Scott tried to read. Except for the muffled voices from the lower stair, the tower was silent; the hills and half-mined valleys outside lay quiet in the dripping darkness. Next door, there was no movement either, although he could hear the fire crack and see the resulting flare through his own near-shut door. He had no idea what Lymond was doing. He remembered suddenly a revealing expression used at Annan, and wondered if it had been reported to Lady Lennox; and what a well-born majestically reared young woman would make of this wildcat eccentric.

When he thought the time was nearly up, he snuffed his own candles and found a place from which he could comfortably see without being seen. As an afterthought, he took off his boots. Then he settled to watch.

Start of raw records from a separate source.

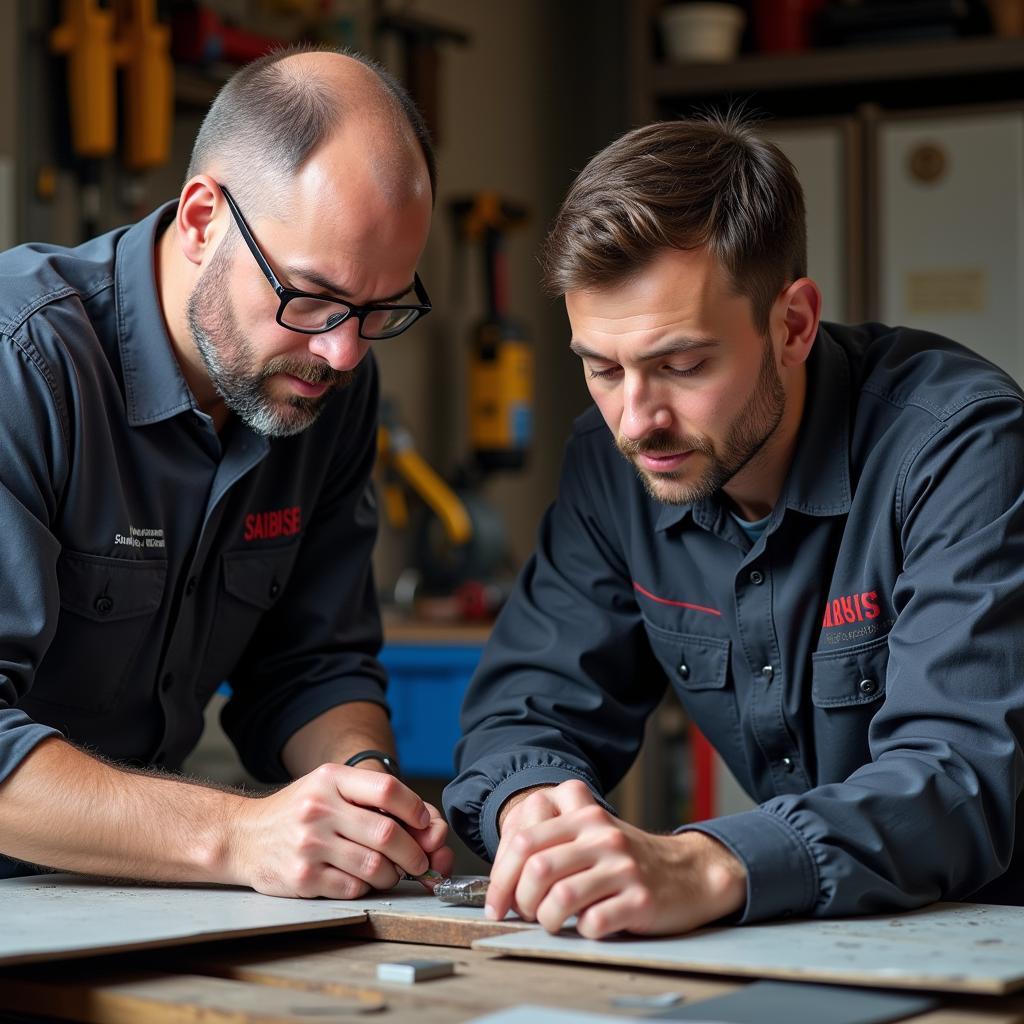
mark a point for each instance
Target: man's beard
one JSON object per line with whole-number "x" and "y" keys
{"x": 751, "y": 428}
{"x": 231, "y": 367}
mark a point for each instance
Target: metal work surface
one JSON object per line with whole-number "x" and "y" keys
{"x": 953, "y": 947}
{"x": 56, "y": 915}
{"x": 50, "y": 915}
{"x": 314, "y": 977}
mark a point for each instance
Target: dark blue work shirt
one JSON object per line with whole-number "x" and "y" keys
{"x": 859, "y": 668}
{"x": 143, "y": 558}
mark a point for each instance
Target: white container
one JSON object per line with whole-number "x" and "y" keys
{"x": 701, "y": 32}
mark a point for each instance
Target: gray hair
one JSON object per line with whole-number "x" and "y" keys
{"x": 268, "y": 121}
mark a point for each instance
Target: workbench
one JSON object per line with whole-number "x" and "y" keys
{"x": 330, "y": 975}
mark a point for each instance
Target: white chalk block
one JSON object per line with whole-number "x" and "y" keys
{"x": 409, "y": 972}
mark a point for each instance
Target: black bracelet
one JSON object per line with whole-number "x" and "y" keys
{"x": 390, "y": 763}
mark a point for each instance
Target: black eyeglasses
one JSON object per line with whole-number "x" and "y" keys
{"x": 310, "y": 313}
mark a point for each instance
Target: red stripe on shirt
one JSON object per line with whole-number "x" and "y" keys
{"x": 675, "y": 604}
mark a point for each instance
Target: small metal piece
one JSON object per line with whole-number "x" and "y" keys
{"x": 409, "y": 972}
{"x": 664, "y": 1001}
{"x": 463, "y": 890}
{"x": 428, "y": 876}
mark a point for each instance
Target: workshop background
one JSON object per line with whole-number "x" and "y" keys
{"x": 905, "y": 119}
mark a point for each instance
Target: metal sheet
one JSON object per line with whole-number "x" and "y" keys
{"x": 46, "y": 916}
{"x": 956, "y": 947}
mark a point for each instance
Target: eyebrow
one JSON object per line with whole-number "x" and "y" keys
{"x": 333, "y": 290}
{"x": 675, "y": 347}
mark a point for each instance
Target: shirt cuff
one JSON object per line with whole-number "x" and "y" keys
{"x": 18, "y": 737}
{"x": 523, "y": 778}
{"x": 301, "y": 711}
{"x": 781, "y": 875}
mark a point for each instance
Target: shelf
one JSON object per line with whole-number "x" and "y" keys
{"x": 843, "y": 66}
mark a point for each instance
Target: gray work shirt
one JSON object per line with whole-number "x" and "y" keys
{"x": 143, "y": 558}
{"x": 860, "y": 667}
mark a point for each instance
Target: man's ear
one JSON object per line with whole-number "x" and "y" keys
{"x": 196, "y": 221}
{"x": 796, "y": 315}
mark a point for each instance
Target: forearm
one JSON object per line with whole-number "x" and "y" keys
{"x": 68, "y": 810}
{"x": 336, "y": 735}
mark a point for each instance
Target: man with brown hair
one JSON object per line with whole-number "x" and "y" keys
{"x": 815, "y": 532}
{"x": 185, "y": 451}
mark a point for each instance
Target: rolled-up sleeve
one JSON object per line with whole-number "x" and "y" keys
{"x": 935, "y": 812}
{"x": 567, "y": 680}
{"x": 317, "y": 647}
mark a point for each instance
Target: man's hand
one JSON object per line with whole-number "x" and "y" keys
{"x": 325, "y": 836}
{"x": 562, "y": 854}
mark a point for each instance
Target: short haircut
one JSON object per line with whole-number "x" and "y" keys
{"x": 705, "y": 181}
{"x": 269, "y": 122}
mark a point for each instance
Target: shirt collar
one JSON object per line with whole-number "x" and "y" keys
{"x": 818, "y": 480}
{"x": 155, "y": 386}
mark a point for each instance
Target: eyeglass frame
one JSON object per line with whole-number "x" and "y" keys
{"x": 287, "y": 294}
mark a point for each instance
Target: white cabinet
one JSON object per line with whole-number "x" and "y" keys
{"x": 824, "y": 156}
{"x": 950, "y": 228}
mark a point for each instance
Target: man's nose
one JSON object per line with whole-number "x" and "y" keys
{"x": 341, "y": 348}
{"x": 643, "y": 411}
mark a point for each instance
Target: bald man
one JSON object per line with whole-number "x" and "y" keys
{"x": 185, "y": 450}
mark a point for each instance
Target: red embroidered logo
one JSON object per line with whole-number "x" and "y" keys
{"x": 851, "y": 608}
{"x": 278, "y": 522}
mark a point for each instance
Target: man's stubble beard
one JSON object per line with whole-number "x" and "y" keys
{"x": 230, "y": 364}
{"x": 750, "y": 430}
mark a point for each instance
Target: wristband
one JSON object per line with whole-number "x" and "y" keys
{"x": 390, "y": 763}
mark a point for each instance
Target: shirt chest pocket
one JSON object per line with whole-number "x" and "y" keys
{"x": 252, "y": 584}
{"x": 107, "y": 614}
{"x": 847, "y": 689}
{"x": 697, "y": 667}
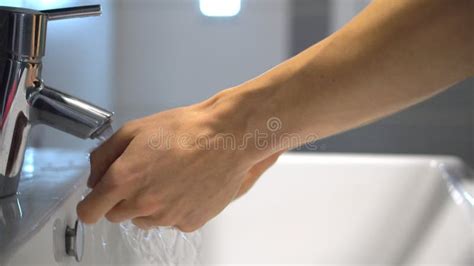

Matthew’s knock on the staircase door, when it came, was thunderous and his voice when it opened rolled like Pluto welcoming one of the damned. “The Countess of Lennox,” he said, and retreated, closing the door behind him.

Margaret Douglas, standing just inside the room, was cloaked to the chin and very frightened indeed. The quality of her startled Scott: the near-leonine vigour, the firm chin and big, shapely hands. Then the unexpected black eyes took on fire from the reflected light, her lips parted and she unclenched and dropped her hands. “Francis!” Few people, except perhaps those with Scott’s opportunities, could have told that the recognition had preceded the fright. “Francis!”

“Yes. Come in,” said Lymond pleasantly, coming into view. He was dressed, as Scott had hardly ever seen him, in white shirt and hose, sleek white and gold in the firelight: the effect was damascened and deliberate.

Momentarily bemused, the Countess of Lennox moved forward, her blue robe brushing the new wood of the floor, until she shared the firelight. Her hair was wet with rain; its fairness darkened. “Was I brought here by your orders? I wish you had told me. I was very frightened.”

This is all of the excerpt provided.